The whole day Smiley would scratch his back vigorously against any hard object, at about noon he took his shirt off and found that one of those big hairy worms had found its way into his shirt. He had the itch until we got back to base a couple of days later.
Another time that stood out was when we stopped over at one of the bases for the night and got into a huge brawl with the Parabats who were at the base. For some reason, they and us did not mix.
Here are some more pictures from those mine hunts:
One particular experience stands out as being very unpleasant. We were on a routine mine hunt and got new orders saying that we had to go to a certain location and wait there until further notice. When we got there, there were some other units including Recces, 101 Battalion and Koevoet. I ran into one of the guys I had worked with earlier in the year while working with OM.
The Lieutenant got his new orders and we were off to the new location. We were told that some sort of operation was going to happen and we are suppose to set up an ambush to stop any runaways that came our way. We did not have enough water with us, so we had to drink from the shauna close by. We could not make fire to boil the water, so we had to use it as is. This is what it looked like;
It was used by the locals and their animals, so we thought; `If they can use it so can we.' We all get really sick from it and we still had to wait in that location until further notice. The medic's supplies did not include stuff that could help us. After several days of agony, we got the word that we could move out. We set some new records to get to the closest base to get some medication and clean water! You do not realize how important water is until you have to go without it.
The sunsets were awesome and I wish I had taken more pictures of them. Here are the few that I did take;
We got to go to Windhoek to represent the Engineering corps in a type of games event were you would jump over walls, pull water carts and do all kinds of silly stuff.
It was fun because we got to go into the city a couple of nights. We made a big dent in the local supply of Windhoek Lager. The old rivalry between Sappers and Parabats resulted in a few good fist fights again.
Then it became time to go home and resume our normal lives, the two years was coming to a close. Preparations were made for us to return to Bethlehem. All the rules of what could go back and what could not go back was explained several times and yet some guys did not listen. One guy was caught with a R4 rifle magazine full of rounds. Another was caught with a Bushbaby (small nocturnal animal). There was a few others caught with all sort of stuff that was not allowed back.
The flight back was in a Boeing and was very pleasant compared to the normal Flossie flights that we got used to. We spend about a week back in Bethlehem before we finally got to go home. The leadership in the base where we stayed was dysfunctional and it turned out to be a very bad end to what I personally saw as a very uplifting and good experience.
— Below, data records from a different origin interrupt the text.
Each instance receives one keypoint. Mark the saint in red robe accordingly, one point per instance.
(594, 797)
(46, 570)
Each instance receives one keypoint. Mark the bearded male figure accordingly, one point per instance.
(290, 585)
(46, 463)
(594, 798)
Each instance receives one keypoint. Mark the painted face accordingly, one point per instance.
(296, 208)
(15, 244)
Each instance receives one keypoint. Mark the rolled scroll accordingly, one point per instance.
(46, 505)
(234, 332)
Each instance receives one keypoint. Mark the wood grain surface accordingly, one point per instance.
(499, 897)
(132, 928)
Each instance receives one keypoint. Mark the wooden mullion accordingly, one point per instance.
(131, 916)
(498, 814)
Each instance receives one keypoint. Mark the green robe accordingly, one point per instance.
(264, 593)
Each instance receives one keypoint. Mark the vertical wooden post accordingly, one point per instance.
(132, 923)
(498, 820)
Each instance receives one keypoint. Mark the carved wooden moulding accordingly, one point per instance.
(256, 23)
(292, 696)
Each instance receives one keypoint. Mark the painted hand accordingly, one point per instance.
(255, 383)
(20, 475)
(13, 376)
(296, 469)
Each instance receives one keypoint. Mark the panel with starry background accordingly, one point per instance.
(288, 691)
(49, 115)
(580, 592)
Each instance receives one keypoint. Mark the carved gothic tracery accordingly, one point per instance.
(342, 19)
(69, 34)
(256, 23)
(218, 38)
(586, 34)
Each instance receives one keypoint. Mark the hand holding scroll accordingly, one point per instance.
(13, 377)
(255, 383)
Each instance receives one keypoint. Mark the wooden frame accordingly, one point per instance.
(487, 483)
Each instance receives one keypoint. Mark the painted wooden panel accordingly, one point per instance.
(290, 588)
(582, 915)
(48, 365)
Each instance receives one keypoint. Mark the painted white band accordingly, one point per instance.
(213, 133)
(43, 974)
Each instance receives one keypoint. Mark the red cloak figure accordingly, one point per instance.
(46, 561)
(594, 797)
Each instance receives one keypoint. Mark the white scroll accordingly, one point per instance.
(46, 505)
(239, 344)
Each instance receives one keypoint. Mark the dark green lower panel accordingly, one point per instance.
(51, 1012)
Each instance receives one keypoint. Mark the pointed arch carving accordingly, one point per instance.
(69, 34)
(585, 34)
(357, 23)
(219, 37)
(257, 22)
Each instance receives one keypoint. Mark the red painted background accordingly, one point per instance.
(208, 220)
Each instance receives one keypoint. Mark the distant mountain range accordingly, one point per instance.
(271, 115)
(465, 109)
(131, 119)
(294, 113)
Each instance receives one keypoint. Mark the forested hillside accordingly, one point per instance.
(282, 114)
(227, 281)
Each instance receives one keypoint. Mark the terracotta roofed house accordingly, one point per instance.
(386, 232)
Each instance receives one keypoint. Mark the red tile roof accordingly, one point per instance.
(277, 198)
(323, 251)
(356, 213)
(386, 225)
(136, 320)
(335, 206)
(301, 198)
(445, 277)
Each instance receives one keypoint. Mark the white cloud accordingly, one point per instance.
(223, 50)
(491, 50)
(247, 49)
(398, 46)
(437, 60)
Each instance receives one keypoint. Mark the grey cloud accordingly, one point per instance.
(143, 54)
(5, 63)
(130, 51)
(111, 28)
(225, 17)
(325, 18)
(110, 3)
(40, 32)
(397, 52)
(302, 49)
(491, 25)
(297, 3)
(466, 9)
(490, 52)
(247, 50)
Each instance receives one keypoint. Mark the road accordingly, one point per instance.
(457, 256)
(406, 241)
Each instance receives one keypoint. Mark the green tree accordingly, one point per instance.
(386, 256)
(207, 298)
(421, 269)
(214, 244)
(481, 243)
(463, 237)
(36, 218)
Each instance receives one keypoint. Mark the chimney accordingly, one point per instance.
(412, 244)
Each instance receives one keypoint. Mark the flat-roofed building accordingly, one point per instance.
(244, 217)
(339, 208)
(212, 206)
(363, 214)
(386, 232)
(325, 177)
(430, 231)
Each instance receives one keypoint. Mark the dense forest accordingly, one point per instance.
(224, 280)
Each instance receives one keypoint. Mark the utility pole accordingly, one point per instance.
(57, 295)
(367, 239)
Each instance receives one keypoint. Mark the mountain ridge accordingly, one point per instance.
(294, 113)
My biggest criticism of the SADF would have to be the way they choose their leaders, and the lack of decency in most of them. I saw some of them that should be locked up because they are mentally ill, and yet they are put in charge of young people who are thrown into a war. I did meet some leaders, mostly career soldiers that were respectable and good people that did not need to step on smaller people to inflate their own egos.
I am one of the lucky ones, I went back to a job and just carried on with my life. I choose to forget the negative and just held on to the good things I learned. As time goes on I would have less and less contact with the guys I met in the Army; we did not really have anything in common anymore.